And sex and sexuality exists, clearly such a relationship was had by Skaaiat and Awn, but you are simply left to infer everything on your lonesome.
For instance, Radchaai defaults to the feminine, yes? And it is an empire with a single (for all intents and purposes) ruler in the form of Anaander Mianaai. Logically, you could be forgiven then for coming to the conclusion that the Radchaai is a matriarchal society, and that Anaander Mianaai—despite her many fluid forms—is their matriarch. And perhaps that is part of what Leckie is getting at with the clear division in Mianaai: the aggressor and the pacifist. Male or female, female or male… I don’t really know, though that is the point, yes? Does it really matter at all? Even age is obliterated in regards to identity, as the last we see of Mianaai exists in the body of a very young child, itself a contradiction.

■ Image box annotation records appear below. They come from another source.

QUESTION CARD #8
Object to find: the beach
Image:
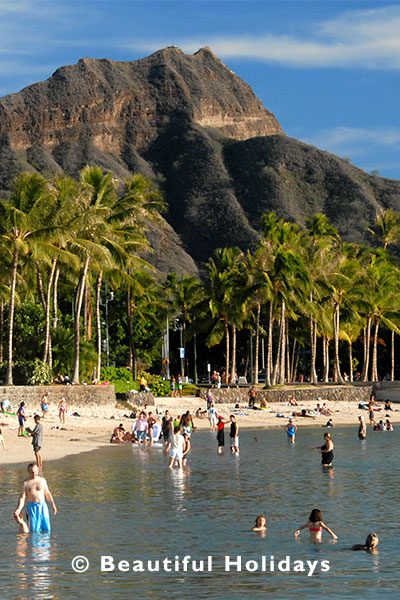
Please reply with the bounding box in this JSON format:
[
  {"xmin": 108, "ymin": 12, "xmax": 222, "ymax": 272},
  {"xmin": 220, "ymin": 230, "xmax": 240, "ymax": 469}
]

Perhaps it is simply Leckie asking us to consider not what is on the outside at all, and only ever consider what is within, consciousness, the ephemeral impulses that exist between our ears and behind our eyes.
My biggest complaint:
Now, keep in mind, I have not read this entire series, only this entry. I can only speak for this particular book. Having said that, I’ll proceed.
Justice of Toren One Esk doesn’t have a real character arc. One Esk is at the end, as they are in the beginning: an intelligent AI, capable of stunning violence, at the mercy of its own programming, literally at the mercy of the antagonist. Even the “goal” of this protagonist is revealed to be nothing more than the product of a direct order given by the antagonist at an earlier point. Lots of things happen to Justice of Toren One Esk, and many things happen around One Esk, but there is a passivity to the character that is carried throughout the narrative. Only the reluctance to leave behind an estranged soldier—an event that is presented as pure chance (not the only dash of Deus ex Machina within this narrative)—gives the AI a hint of character beyond the façade of cold calculation.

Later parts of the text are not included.